Vrouwen

In mijn kindertijd kreeg mijn moeder eens in de week bezoek van haar nicht Bep, een ongetrouwde, verschraalde juffrouw met de verkeerde kin. Zij kwam altijd op donderdagavond, om acht uur precies. Mijn vader verliet dan het huis en trok zich, met al zijn kranten, terug in een koffiehuis, waar hij bleef lezen tot zij weer was opgekrast. Hij had geen echte hekel aan Bep, maar hij was mentaal niet opgewassen tegen haar domheid en haar spraakwater, dat op donderdagavond drie uur lang bij ons buiten alle oevers trad. Mijn moeder hield zich moedig tot de borst in deze branding staande, elke donderdag weer. Eens verdedigde zij haar lelijke, domme kwebbelnicht door te zeggen: “Ja, maar ze is zo goed.”

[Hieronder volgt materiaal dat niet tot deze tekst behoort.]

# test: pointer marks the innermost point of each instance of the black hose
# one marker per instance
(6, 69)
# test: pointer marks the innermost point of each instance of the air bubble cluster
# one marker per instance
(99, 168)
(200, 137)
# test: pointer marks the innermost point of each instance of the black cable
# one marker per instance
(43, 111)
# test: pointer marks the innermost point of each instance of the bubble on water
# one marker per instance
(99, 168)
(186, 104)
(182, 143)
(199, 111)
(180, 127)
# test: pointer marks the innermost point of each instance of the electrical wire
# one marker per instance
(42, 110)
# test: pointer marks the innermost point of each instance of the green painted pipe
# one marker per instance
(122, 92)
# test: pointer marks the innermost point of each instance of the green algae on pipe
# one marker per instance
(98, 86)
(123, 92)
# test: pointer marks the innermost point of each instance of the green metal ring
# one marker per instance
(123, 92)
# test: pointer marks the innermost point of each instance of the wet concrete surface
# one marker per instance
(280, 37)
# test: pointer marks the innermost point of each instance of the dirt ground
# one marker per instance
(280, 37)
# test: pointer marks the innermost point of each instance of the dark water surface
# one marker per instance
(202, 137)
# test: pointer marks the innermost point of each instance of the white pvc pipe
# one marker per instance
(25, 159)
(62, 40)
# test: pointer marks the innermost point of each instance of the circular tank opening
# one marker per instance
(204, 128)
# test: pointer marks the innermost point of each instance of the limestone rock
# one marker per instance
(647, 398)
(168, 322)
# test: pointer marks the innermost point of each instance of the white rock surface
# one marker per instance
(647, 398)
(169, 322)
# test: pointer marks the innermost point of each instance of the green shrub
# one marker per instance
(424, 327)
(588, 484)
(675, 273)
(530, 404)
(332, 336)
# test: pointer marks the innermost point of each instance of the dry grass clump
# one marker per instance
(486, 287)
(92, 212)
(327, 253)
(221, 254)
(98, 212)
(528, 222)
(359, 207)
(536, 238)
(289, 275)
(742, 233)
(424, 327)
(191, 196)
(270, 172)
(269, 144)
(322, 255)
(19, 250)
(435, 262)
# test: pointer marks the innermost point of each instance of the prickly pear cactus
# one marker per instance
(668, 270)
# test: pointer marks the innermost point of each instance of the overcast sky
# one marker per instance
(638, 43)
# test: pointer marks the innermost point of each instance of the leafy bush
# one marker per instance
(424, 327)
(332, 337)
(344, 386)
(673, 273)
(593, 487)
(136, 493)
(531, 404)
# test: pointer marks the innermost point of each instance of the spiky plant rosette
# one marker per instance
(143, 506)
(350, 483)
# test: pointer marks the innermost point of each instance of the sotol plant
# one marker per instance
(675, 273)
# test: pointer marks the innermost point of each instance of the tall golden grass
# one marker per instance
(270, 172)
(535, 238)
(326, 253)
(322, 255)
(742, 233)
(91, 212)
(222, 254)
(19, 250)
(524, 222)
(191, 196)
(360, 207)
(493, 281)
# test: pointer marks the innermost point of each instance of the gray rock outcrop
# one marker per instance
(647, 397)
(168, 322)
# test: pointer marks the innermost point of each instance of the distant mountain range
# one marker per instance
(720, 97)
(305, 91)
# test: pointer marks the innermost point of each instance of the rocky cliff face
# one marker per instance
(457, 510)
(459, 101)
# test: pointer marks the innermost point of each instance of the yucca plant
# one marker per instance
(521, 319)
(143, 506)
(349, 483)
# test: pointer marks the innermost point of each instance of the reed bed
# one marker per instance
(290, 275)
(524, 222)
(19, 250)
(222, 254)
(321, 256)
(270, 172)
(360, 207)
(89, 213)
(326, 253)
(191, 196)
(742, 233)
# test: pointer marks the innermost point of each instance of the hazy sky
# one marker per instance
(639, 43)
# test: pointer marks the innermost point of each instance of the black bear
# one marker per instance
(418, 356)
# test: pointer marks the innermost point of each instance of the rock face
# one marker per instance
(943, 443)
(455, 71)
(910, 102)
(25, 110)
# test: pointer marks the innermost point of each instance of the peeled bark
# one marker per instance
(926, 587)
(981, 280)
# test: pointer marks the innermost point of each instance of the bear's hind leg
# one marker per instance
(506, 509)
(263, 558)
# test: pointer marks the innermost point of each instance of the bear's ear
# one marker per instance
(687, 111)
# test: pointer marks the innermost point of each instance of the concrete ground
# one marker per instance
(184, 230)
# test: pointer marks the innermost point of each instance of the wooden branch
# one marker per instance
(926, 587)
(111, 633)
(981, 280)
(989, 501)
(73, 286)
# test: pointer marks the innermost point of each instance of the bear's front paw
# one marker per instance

Waarop mijn vader antwoordde: “Ze moest nog eens niet goed zijn ook.”

Zijn bon mot haakte zich vast in mijn kinderziel en bleef sindsdien liggen sudderen op de bodem van mijn geestelijk leven.

Maar gisteren at ik, met een aantal vrienden en kennissen, in een restaurant.

Als tafeldame schoof het lot mij een meisje toe, dat ik nog nooit eerder gezien had. Zeer ten onrechte, want zij was van een grote schoonheid.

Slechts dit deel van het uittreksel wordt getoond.